By using “traditional case analysis methods,” coupled with science, we arrive at the same legal result.
- Alcohol causes impairment only after it has been absorbed into the bloodstream. (Science)
- The natural dissipation of alcohol in the blood is not a per se exception to the warrant requirement. (McNeely)
- It is impossible for an individual to destroy evidence of alcohol already absorbed into his or her bloodstream – the metabolic process is entirely out of the control of the person who is impaired. (Science)
- Breath tests are searches subject to the warrant requirement. (Skinner, Kyllo)
- Minnesota law enforcement officers receive training on how to get a search warrant. (Rule 6700.0300)
- Search warrants can be obtained via telephone in a matter of minutes. (Rule 36.01)
- There are only two justifications for the search incident to lawful arrest exception: protecting police and the public by removing weapons, and preventing the destruction of tangible, destructible evidence. (Gant)
- One of these two justifications must be present for the search incident to arrest exception to apply. (Gant)

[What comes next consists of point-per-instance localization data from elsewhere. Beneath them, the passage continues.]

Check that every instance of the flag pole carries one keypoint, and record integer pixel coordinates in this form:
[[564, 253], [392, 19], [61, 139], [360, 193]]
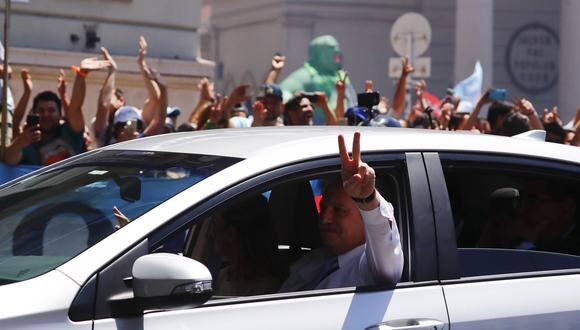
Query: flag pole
[[4, 128]]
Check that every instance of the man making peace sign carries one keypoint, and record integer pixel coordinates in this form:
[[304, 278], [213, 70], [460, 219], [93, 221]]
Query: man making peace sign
[[359, 231]]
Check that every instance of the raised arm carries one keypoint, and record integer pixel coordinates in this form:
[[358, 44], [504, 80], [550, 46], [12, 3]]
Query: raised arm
[[399, 98], [340, 97], [277, 66], [238, 95], [383, 257], [153, 92], [61, 89], [75, 116], [472, 120], [105, 96], [13, 152], [527, 108], [20, 109], [322, 102], [206, 96], [157, 124]]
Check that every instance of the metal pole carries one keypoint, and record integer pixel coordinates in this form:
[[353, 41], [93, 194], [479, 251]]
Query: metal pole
[[409, 86], [4, 128]]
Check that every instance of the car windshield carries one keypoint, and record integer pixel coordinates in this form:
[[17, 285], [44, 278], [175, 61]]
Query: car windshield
[[48, 218]]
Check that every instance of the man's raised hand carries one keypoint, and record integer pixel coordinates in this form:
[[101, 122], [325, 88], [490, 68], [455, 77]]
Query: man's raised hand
[[358, 178]]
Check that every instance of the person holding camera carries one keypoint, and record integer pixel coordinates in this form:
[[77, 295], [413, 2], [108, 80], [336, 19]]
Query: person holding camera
[[46, 139], [300, 111]]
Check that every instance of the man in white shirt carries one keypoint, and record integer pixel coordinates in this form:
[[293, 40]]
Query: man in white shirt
[[361, 240]]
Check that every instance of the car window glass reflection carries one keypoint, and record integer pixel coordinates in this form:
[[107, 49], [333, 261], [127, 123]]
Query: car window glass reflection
[[510, 222]]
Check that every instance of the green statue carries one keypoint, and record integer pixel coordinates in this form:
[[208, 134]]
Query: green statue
[[320, 73]]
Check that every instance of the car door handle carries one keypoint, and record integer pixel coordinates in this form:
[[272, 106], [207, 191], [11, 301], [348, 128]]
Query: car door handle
[[414, 324]]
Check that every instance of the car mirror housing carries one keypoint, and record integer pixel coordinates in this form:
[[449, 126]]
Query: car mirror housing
[[165, 281]]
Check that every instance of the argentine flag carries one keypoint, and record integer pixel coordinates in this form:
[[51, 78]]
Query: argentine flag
[[469, 90]]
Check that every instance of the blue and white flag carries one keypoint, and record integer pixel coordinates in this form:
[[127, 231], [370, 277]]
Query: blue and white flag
[[10, 99], [469, 90]]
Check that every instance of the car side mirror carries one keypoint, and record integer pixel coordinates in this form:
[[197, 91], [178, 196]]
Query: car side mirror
[[165, 281]]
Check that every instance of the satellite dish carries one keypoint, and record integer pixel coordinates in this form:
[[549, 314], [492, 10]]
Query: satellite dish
[[415, 25]]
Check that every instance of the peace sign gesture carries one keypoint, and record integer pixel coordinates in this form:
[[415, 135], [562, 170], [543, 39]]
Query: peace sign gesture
[[358, 178]]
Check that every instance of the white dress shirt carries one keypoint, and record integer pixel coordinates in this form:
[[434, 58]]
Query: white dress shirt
[[378, 261]]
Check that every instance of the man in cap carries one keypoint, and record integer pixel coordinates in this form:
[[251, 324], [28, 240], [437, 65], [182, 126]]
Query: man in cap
[[51, 140], [267, 111]]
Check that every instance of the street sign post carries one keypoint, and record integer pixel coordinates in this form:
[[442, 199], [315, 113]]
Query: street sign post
[[410, 37]]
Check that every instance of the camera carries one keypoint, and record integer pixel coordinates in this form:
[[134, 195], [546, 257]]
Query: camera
[[368, 100], [312, 97], [131, 126], [498, 94], [32, 120]]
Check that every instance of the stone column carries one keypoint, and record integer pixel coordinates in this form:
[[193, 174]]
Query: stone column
[[474, 39], [569, 77]]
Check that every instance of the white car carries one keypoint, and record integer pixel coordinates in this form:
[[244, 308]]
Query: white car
[[488, 226]]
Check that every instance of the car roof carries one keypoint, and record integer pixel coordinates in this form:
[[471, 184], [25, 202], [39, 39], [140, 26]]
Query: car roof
[[290, 144]]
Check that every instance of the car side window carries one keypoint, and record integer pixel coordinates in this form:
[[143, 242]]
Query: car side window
[[513, 219], [251, 243]]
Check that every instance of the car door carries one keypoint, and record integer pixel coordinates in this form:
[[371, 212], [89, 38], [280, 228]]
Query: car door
[[416, 302], [497, 272]]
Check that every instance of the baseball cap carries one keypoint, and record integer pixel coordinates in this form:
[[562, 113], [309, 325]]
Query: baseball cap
[[173, 111], [271, 90], [126, 113], [240, 108]]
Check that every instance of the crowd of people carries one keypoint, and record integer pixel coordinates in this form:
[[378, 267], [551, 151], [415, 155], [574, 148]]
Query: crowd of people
[[55, 128]]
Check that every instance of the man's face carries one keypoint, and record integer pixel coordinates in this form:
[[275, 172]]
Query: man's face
[[303, 114], [341, 224], [49, 115], [274, 106], [541, 212]]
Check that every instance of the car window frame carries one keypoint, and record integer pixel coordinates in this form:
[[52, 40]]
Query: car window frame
[[418, 210], [449, 265]]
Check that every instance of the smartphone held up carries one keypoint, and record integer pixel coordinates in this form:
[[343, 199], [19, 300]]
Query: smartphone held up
[[498, 94]]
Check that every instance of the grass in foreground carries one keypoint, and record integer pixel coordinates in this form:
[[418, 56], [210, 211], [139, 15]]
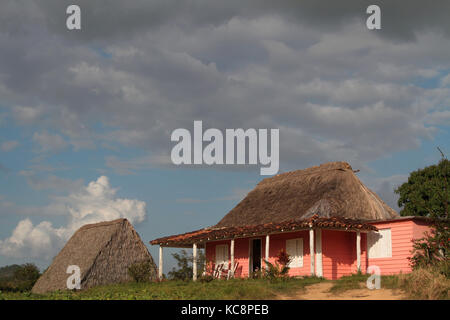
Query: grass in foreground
[[174, 290]]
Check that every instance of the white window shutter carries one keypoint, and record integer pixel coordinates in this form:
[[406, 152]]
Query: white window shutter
[[294, 248], [380, 244]]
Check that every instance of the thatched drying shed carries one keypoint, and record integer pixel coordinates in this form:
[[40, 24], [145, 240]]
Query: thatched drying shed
[[103, 251], [329, 190]]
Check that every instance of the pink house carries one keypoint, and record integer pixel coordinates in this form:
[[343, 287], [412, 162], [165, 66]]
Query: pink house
[[324, 217]]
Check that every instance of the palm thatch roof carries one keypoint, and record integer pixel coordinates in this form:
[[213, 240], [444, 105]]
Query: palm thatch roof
[[329, 190], [103, 251], [199, 237]]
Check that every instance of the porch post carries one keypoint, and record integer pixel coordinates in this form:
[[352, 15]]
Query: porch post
[[319, 268], [358, 250], [160, 270], [311, 249], [194, 262], [231, 271]]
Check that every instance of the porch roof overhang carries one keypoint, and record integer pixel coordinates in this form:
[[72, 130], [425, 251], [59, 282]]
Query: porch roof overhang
[[202, 236]]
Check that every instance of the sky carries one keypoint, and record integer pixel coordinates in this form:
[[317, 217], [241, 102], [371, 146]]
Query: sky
[[86, 115]]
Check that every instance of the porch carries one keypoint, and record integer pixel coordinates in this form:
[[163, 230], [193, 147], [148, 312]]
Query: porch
[[323, 247]]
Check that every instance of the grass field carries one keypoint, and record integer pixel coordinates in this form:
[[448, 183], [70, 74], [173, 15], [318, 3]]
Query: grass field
[[421, 284], [217, 289]]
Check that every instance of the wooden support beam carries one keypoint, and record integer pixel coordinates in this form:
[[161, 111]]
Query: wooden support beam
[[358, 251], [311, 250], [231, 271], [160, 269], [319, 268], [194, 262]]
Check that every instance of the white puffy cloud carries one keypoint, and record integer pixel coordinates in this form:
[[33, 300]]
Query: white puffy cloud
[[9, 145], [49, 142], [93, 203]]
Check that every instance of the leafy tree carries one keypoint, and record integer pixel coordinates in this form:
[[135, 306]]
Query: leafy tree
[[427, 193], [184, 263], [142, 271]]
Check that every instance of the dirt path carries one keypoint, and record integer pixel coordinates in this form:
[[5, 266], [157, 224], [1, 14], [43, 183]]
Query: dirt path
[[320, 291]]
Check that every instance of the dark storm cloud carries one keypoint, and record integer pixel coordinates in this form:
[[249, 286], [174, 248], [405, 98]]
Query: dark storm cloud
[[143, 68], [113, 19]]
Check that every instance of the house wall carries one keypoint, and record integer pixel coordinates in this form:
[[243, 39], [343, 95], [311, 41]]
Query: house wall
[[338, 250], [339, 253], [276, 243], [403, 232]]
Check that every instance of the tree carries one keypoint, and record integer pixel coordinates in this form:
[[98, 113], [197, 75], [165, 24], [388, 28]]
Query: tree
[[184, 263], [427, 193]]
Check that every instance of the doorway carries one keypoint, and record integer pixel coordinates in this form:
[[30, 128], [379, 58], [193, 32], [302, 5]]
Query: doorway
[[255, 255]]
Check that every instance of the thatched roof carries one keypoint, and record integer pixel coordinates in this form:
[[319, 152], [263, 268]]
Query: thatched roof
[[226, 233], [103, 251], [329, 190]]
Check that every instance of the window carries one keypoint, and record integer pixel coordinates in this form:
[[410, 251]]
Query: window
[[294, 248], [380, 244], [222, 255]]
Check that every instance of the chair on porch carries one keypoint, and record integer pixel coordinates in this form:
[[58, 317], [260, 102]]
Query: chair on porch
[[218, 271], [232, 270]]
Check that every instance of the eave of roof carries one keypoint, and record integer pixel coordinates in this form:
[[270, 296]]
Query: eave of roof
[[402, 218], [225, 233]]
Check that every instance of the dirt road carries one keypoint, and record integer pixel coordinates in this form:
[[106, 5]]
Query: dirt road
[[320, 291]]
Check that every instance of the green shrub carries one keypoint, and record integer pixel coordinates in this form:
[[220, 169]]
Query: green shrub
[[23, 279], [426, 283], [142, 271]]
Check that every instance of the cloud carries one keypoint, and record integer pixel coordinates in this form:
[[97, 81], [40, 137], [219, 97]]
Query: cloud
[[49, 142], [93, 203], [51, 182], [129, 166], [236, 194], [3, 168], [336, 90], [9, 145]]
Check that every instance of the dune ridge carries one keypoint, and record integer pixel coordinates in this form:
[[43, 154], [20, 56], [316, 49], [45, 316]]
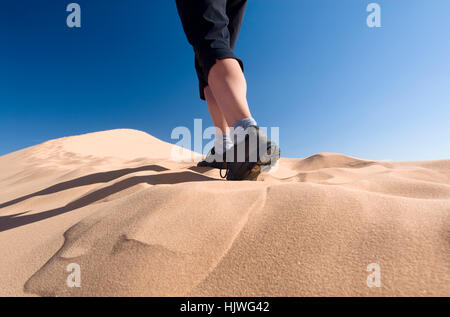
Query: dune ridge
[[139, 224]]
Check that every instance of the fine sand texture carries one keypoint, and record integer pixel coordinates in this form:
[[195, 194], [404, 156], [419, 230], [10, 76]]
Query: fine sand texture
[[140, 224]]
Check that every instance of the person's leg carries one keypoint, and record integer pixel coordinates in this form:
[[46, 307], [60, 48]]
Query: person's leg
[[222, 141], [227, 82]]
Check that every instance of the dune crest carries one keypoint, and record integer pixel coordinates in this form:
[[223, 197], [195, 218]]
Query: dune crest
[[139, 224]]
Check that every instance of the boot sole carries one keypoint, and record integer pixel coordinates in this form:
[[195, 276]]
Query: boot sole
[[263, 165]]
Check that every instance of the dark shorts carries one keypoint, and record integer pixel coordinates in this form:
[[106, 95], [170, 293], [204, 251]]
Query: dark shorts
[[212, 28]]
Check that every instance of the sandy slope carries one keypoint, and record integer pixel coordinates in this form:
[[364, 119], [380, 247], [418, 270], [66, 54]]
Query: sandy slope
[[140, 224]]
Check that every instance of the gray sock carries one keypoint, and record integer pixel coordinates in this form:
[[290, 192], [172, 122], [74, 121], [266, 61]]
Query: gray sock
[[240, 128]]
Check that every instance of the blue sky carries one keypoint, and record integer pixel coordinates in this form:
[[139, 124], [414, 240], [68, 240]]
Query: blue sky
[[313, 68]]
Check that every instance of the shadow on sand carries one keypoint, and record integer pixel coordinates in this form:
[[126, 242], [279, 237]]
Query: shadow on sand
[[21, 219]]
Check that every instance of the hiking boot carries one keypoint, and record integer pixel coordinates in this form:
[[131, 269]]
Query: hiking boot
[[255, 154]]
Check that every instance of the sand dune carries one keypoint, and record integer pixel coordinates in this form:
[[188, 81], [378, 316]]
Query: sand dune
[[139, 224]]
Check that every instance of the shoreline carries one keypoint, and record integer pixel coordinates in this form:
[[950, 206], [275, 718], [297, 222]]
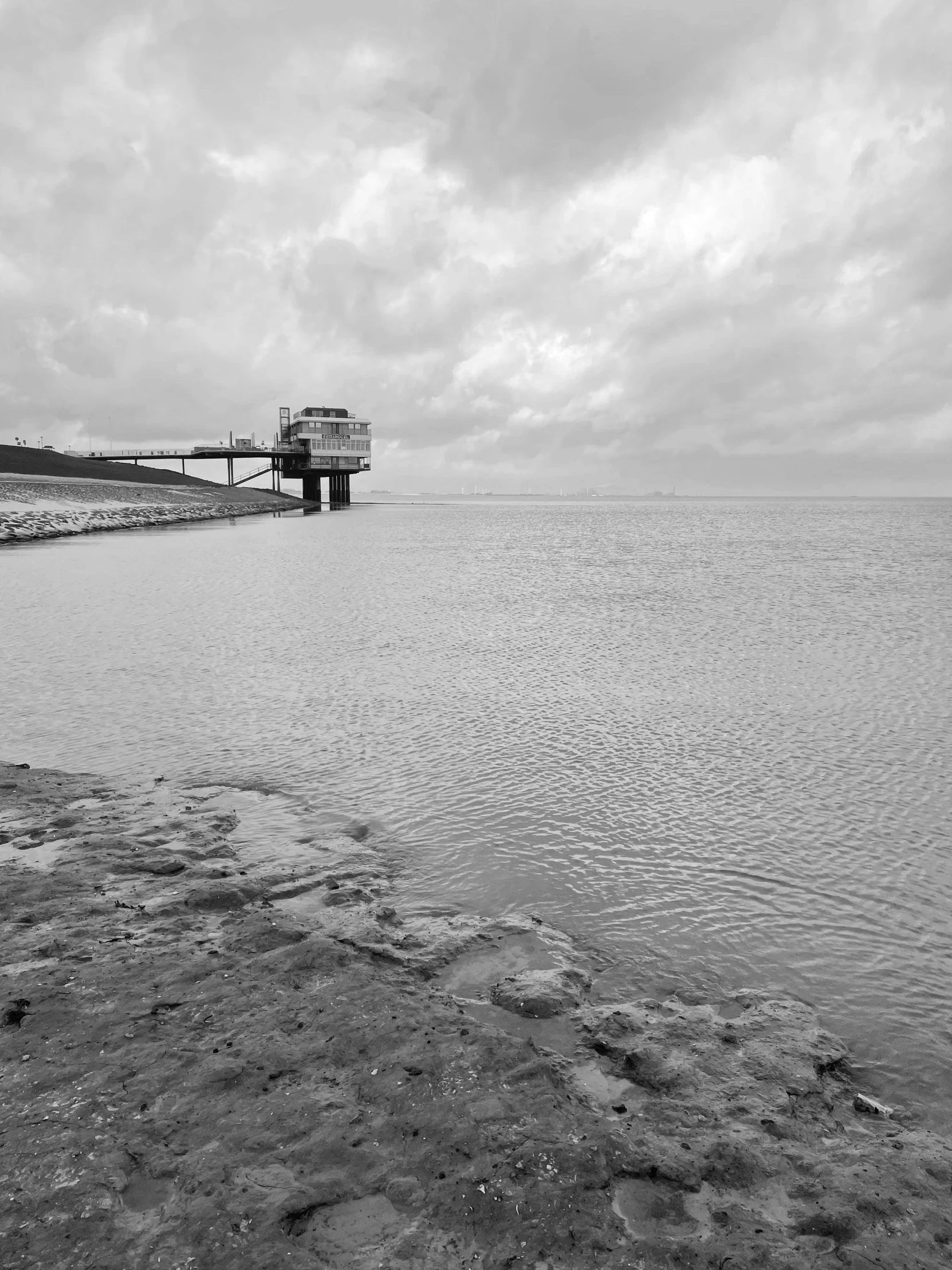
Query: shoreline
[[49, 507], [214, 1060]]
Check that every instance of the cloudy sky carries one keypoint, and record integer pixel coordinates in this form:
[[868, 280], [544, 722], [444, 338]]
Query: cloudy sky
[[538, 243]]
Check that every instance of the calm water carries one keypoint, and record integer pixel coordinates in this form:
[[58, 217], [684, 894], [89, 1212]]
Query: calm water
[[710, 736]]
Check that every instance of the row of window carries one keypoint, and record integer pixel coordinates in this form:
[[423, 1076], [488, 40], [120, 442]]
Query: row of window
[[339, 444]]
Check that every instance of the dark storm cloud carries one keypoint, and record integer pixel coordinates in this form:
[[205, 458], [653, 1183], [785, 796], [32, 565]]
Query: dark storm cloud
[[538, 243]]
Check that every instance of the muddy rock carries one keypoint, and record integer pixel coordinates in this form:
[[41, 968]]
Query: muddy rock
[[251, 1083], [541, 994]]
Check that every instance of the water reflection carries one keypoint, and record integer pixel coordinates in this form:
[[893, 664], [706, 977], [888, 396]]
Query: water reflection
[[711, 737]]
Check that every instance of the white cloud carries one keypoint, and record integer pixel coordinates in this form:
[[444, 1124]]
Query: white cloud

- Police perform a search incident to arrest, to make sure a suspect has no weapons or destructible evidence on his or her person, when they take a suspect into custody. (Gant)
- Legally, a search incident to arrest must occur contemporaneously with the arrest. (Gant)
- The police must observe a DWI suspect for a minimum of 15 minutes after the arrest before conducting a breath test. (Science)
- Therefore, a breath test for alcohol concentration is not, legally or temporally, a search incident to arrest under clearly-established federal law.
Now, this is all a fun logic game . . . but then again, it’s also entirely unnecessary. After all, Missouri v. McNeely (the case that Bernard seeks to side step) already made it crystal clear that this “search incident to arrest” exception carries no weight in the DWI context:
Because ‘[s]earch warrants are ordinarily required for searches of dwellings,’ we reasoned that ‘absent an emergency, no less could be required where intrusions into the human body are concerned,’ even when the search was conducted following a lawful arrest * * * * We have never retreated, however, from our recognition that any compelled intrusion into the human body implicates significant, constitutionally protected privacy interests.
If someone tries to blind you with a wall of text, bad logic, or selective citation to authority—be especially wary of reliance on old law, and dissenting, i.e., minority, opinions—it is merely an attempt to convince you that this “search incident to arrest” exception is more than just a passing fancy. Ask them to explain the language from McNeely (quoted above) and then walk them through the 12-point “traditional case method analysis” listed above that. Trust us, they’ll be sputtering by the end.